Diane Arbus would have been celebrating her 90th birthday today. She was an American photographer known for taking controversial square black and white photographers of people whose abnormality seemed ugly to others but beautiful to her.
Diane started a photography business with her husband Allan in 1946 called Diane and Allan Arbus. They took pictures for high-profile magazines such as Glamour, Vogue and Harper’s Bazaar. Diane, however, was never a fan of the ‘fashion world’. In 1956, she started studying different methods of less commercial and creative photography which led her to quit her commercial photography business she set up with her husband that same year. Diane realised that using softer light and flash in daylight gave a theatrical quality to her images. She stayed clear of working on commercial photography and focused taking images of what she felt was much more artistic – people with mental illness, transsexuals, giants and dwarfs.
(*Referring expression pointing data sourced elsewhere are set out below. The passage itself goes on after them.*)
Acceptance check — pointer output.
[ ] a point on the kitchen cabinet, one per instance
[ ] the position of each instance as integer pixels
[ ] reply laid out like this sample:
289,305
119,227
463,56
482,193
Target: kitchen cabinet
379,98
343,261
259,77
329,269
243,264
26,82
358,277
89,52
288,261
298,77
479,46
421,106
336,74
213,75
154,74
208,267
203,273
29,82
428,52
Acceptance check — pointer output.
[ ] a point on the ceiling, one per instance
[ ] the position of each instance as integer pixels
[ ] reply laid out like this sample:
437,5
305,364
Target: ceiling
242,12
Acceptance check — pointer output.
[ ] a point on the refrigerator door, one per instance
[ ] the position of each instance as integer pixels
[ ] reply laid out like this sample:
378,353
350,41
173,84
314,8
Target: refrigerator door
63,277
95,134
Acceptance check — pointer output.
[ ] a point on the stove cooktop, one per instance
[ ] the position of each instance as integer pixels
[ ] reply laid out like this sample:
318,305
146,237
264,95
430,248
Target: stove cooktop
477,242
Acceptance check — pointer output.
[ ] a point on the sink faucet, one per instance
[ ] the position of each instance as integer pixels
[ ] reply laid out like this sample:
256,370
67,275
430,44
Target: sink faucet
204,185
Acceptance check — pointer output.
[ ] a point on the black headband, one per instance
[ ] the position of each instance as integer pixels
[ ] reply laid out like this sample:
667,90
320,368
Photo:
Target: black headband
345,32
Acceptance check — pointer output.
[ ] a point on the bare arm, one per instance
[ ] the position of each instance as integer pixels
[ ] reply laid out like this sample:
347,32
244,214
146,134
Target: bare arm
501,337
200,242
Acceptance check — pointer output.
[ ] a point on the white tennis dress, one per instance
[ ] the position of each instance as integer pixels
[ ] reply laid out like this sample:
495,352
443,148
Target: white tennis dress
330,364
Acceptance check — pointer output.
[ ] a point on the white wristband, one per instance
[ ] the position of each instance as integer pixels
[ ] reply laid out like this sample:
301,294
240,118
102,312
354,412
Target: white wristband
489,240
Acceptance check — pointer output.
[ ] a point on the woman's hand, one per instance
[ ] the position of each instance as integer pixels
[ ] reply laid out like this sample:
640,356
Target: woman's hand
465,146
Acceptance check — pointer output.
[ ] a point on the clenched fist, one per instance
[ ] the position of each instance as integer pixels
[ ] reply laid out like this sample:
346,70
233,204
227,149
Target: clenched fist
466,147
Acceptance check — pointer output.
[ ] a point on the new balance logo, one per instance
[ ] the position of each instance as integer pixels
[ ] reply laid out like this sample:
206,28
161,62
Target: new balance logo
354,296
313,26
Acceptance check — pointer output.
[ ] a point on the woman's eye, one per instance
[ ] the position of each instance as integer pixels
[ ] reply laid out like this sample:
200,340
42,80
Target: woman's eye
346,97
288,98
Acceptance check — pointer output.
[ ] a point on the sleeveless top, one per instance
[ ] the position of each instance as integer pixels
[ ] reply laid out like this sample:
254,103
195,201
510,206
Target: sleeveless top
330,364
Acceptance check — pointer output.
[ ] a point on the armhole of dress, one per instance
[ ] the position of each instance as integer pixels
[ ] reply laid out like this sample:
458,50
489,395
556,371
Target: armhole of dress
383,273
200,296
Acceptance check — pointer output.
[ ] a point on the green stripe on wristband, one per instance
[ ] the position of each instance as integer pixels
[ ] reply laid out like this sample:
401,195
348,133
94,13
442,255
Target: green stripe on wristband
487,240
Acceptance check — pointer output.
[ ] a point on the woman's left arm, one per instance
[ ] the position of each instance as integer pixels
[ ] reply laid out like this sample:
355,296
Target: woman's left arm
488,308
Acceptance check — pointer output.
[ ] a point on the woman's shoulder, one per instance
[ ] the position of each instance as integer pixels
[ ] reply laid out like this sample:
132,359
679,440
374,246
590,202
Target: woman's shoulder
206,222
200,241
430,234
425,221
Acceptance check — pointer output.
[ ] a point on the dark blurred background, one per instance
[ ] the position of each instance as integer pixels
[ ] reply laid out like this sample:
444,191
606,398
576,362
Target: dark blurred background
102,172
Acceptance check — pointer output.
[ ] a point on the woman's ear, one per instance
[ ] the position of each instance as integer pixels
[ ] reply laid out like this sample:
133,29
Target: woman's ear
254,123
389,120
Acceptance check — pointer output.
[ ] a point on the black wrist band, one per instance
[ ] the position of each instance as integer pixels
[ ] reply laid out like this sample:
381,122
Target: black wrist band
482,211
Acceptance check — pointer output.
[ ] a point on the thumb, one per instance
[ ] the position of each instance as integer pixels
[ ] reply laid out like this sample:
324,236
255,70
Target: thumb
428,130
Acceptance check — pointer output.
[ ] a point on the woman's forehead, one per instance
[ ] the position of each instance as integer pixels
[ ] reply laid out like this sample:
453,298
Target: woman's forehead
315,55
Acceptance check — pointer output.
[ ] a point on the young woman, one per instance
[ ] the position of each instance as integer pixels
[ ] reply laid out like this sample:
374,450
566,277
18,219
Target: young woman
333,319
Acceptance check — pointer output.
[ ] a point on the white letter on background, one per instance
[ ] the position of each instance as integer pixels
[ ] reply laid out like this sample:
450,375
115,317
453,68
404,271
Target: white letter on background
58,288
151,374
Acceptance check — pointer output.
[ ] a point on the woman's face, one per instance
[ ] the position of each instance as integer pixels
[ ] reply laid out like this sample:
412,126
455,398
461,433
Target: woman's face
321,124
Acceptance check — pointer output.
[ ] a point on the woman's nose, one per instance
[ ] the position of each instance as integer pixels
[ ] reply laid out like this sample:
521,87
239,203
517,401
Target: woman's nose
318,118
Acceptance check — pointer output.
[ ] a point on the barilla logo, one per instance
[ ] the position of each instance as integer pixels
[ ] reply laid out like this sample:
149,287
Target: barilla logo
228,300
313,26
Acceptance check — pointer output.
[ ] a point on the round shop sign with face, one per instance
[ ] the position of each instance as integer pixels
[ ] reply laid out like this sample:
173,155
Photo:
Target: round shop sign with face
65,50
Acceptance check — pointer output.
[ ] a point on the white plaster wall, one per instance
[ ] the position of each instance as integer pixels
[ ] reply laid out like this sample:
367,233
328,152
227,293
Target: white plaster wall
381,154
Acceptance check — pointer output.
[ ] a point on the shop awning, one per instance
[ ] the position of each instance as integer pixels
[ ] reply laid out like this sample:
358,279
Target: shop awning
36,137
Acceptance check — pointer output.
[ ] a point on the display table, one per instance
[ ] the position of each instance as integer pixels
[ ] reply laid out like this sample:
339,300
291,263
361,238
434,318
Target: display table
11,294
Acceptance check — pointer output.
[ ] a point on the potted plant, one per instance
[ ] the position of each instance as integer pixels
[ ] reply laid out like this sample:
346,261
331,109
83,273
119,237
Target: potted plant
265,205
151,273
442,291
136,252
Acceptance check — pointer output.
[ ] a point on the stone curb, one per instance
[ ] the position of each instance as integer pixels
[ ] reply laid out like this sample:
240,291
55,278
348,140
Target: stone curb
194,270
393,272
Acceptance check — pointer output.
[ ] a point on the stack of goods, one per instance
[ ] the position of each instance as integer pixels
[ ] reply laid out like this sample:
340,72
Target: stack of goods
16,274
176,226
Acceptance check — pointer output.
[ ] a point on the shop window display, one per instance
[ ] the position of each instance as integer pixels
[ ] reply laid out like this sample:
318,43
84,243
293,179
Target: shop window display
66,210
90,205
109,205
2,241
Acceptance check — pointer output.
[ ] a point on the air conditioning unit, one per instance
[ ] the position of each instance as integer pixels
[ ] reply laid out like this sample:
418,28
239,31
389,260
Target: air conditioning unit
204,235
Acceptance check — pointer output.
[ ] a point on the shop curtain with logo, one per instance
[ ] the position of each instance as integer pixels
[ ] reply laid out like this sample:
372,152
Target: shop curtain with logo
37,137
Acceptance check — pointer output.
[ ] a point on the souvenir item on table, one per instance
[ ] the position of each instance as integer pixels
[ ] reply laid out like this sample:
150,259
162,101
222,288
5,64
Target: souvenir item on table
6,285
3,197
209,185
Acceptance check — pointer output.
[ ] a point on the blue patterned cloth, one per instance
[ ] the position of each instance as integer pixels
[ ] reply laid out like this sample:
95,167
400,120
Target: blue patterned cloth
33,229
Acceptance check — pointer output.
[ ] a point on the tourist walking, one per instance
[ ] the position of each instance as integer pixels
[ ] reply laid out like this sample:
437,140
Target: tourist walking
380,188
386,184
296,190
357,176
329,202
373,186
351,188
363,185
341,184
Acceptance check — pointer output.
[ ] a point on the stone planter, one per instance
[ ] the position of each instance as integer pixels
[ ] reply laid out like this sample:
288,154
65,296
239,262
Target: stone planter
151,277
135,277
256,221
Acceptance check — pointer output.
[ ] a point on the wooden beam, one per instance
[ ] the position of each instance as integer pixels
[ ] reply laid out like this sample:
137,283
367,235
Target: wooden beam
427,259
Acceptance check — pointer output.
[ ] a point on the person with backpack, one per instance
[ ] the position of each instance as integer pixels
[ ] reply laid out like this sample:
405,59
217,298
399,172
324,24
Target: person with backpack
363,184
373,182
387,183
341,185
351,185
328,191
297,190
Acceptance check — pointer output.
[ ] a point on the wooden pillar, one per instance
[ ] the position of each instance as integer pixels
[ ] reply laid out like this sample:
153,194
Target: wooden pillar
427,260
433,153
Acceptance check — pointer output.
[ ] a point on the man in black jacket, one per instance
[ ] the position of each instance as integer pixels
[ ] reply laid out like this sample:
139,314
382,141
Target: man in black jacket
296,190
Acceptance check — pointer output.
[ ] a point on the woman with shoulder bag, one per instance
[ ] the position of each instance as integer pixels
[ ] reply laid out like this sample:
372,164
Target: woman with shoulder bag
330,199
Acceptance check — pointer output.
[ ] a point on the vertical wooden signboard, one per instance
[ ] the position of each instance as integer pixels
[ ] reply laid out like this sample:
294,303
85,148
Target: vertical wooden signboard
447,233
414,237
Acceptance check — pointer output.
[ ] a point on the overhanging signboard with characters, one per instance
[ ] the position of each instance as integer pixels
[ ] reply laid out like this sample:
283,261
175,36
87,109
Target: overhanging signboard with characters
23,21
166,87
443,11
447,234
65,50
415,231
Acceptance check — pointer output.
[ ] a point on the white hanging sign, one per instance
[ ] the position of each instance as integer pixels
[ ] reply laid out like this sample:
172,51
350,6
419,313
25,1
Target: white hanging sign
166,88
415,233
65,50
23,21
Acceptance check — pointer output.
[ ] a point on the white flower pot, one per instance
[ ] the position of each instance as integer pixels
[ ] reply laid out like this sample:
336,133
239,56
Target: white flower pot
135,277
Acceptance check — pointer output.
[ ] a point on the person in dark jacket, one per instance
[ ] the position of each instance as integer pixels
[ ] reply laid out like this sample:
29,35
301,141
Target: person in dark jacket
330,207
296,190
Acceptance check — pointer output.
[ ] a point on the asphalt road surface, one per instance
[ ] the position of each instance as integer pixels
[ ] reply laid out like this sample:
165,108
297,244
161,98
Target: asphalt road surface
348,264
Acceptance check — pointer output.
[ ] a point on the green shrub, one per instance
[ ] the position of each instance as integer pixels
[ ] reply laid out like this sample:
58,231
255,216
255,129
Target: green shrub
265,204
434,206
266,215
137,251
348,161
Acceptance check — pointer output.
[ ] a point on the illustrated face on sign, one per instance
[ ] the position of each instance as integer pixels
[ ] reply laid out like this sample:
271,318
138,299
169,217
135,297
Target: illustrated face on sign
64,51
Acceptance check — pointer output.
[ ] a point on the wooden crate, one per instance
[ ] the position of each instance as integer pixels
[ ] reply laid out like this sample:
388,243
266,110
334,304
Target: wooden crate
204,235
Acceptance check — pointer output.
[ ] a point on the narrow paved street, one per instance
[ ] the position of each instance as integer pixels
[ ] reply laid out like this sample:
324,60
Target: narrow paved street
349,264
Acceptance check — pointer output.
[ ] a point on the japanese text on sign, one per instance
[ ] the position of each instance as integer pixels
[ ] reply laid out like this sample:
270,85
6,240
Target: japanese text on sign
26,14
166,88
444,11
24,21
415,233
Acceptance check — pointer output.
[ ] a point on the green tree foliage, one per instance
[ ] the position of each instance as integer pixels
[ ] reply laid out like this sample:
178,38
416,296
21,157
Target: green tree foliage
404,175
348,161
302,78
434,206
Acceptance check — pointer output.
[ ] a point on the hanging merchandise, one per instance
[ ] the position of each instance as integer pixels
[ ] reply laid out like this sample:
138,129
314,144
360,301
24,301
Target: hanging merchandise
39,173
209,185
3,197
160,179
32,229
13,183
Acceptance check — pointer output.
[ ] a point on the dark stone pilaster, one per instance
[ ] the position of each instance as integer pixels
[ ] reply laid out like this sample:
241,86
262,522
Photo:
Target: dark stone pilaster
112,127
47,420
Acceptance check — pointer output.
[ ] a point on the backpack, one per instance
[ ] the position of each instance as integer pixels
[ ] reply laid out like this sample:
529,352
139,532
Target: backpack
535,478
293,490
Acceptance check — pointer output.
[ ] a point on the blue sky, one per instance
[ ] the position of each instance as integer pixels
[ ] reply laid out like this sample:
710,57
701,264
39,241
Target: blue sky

Diane gained accolade for some of her work including (my favourite image) ‘Child with toy hand grenade in Central Park 1962’. However, her achievements have been somewhat overshadowed by her untimely death (Diane took her own life on the 26th of July 1971 at the age of 48) and also the controversy her work provoked.
Back in 2003, I was thrilled to hear that the Tate Modern was showing Diane’s work as part of the ‘Cruel and Tender’ exhibition. I had always been a fan of her work and although I had seen some of them in newspapers and magazines, it was a completely different experience viewing them first hand – I was intrigued and fascinated by the subjects in the photos.
I think her work exposes the inner motives of the viewer. Some people see compassion, empathy and understanding whilst others see misuse, exploitation and abuse. Diane once said, ‘I take pictures of things which nobody would see unless I photographed them’. It is said that we often hate in others that which we hate within ourselves. I think she was perhaps simply revealing our own prejudices.